Shared grading rules keep two testers from turning the same laptop into two different letters. One dent on a lid should not become “minor cosmetic” for one tester and “moderate cosmetic” for another when the buyer, the settlement, and the invoice all depend on that difference.
The auto-grade engine doesn't replace the tester. It removes the part of the tester's job that depends on remembering which corner of which severity matrix the dent on the lid lives in.
How it computes
The engine combines four sub-grades — functional (F0–F3), cosmetic (C0–C4), battery (B0–B3), data-erasure (D0–D3) — into the overall A-R letter using tenant-defined weights. Default weights: cosmetic 30%, functional 50%, battery 20%. Critical defects (anything tagged severity 4) force a minimum of D regardless of the math, because no amount of "but it boots" rescues a laptop that smells like burnt capacitors.

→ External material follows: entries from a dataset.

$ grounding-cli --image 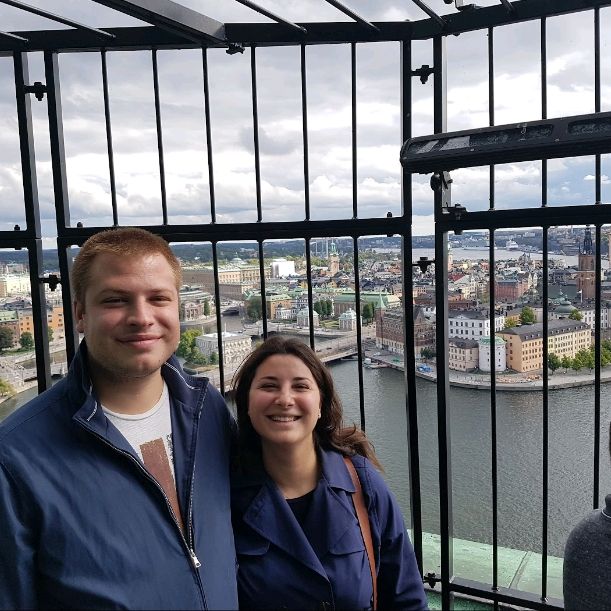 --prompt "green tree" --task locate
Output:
[520,306,537,325]
[0,380,16,397]
[176,329,202,361]
[547,352,562,375]
[569,308,583,320]
[246,295,263,321]
[19,331,34,350]
[0,326,13,353]
[503,316,520,329]
[420,346,436,359]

The tester’s side of the deal
The tester picks the defects from a structured list (44 defect codes, 17 zones, 4 severities). The engine suggests the F-grade and the B-grade based on the picks. One click in the tester UI applies the suggestion to the asset and writes the audit row. The tester is still the decision-maker — but the typing-from-scratch step is gone. On a queue of 200 laptops, that's not a small saving.
Where the criteria live
The grading rules sit in tenant settings — not in code, not in a Notion doc. Edit the cosmetic-severity matrix once, and every tester from that point forward grades against the new matrix. The previous version is preserved on every asset that was graded under it, so a buyer who disputes a grade six months later can see the exact criteria that applied at the time.